Monday, January 9, 2012
Reed Warns that clock is ticking on Social Security; Calls for Senate to work with House on payroll tax rate extension
During a conference call with media this morning, Congressman Tom Reed warned that the clock is ticking toward the deadline by which the House and Senate need to reach an agreement on extending the cut to payroll tax rates.
“Social Security is funded through payroll taxes,” Reed observed. “The solvency of Social Security will be impacted by these rate extensions. We need adequate time to make corresponding spending cuts and reforms elsewhere and ensure those funds are diverted to social security to preserve its long-term health. We must be certain that social security is protected during this process.”
“As we have seen repeatedly over the last year, when negotiations are left until the last minute, good policy is sacrificed and politics and public relations take over,” Reed continued. “We have been working on the payroll tax rate extension since before Christmas. We need the Senate conferees to come to Washington so that we can finally work out a long-term solution for taxpayers.”
Reed supports extension of the lowered payroll tax rates through the rest of the year.
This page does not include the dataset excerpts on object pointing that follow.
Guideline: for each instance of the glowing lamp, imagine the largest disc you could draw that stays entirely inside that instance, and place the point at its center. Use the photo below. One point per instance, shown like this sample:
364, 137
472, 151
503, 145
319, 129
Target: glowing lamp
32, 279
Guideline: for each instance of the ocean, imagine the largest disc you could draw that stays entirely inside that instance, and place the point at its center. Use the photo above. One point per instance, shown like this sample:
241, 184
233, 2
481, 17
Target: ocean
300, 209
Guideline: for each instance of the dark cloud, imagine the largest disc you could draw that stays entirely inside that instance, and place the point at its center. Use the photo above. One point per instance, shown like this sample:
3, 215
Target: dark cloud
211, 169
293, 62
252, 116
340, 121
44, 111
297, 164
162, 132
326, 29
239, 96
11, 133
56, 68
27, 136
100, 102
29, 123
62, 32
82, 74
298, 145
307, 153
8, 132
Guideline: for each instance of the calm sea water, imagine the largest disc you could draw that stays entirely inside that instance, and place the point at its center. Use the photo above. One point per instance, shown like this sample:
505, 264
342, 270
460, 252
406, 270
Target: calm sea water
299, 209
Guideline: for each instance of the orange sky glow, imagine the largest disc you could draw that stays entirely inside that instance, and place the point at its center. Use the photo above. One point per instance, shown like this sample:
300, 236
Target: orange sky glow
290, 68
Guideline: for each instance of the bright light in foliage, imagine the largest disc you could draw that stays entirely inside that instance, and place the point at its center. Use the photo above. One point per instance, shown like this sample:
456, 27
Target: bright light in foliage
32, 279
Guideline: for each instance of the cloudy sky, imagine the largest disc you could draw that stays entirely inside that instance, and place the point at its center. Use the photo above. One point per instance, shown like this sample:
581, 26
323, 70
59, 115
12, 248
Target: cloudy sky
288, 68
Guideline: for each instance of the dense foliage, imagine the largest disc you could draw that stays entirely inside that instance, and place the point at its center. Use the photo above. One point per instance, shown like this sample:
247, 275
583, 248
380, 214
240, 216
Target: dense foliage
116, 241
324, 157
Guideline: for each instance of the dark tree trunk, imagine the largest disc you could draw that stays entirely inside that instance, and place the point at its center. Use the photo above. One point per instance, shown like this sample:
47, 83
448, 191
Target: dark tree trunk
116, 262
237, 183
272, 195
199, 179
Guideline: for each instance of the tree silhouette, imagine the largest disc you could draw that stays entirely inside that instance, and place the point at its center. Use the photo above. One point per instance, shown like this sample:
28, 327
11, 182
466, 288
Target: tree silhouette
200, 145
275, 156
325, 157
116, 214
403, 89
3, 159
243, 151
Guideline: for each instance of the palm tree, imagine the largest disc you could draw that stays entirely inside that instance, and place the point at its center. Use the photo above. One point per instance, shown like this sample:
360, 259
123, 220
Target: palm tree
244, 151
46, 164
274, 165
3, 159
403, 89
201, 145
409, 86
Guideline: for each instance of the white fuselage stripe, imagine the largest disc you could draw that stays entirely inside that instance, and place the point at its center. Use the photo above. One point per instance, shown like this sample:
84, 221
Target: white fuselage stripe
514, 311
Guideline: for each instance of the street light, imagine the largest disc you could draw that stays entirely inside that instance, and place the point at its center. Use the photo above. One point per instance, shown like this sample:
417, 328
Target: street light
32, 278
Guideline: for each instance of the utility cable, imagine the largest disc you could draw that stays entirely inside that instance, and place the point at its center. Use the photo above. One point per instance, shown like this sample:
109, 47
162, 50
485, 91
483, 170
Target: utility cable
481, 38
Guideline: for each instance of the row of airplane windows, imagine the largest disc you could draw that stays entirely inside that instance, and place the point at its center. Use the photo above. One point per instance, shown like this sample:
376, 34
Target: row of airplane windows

The rates are currently scheduled to expire February 29.
One of eight House Republican negotiators, Reed added that he would “Return to Washington tomorrow if the Senate is willing to get to work.” The Senate is scheduled to return the week of January 23. “I hope that the Senate and President can put politics aside and work in good faith toward a long-term solution rather than looking for short-term political points,” he said.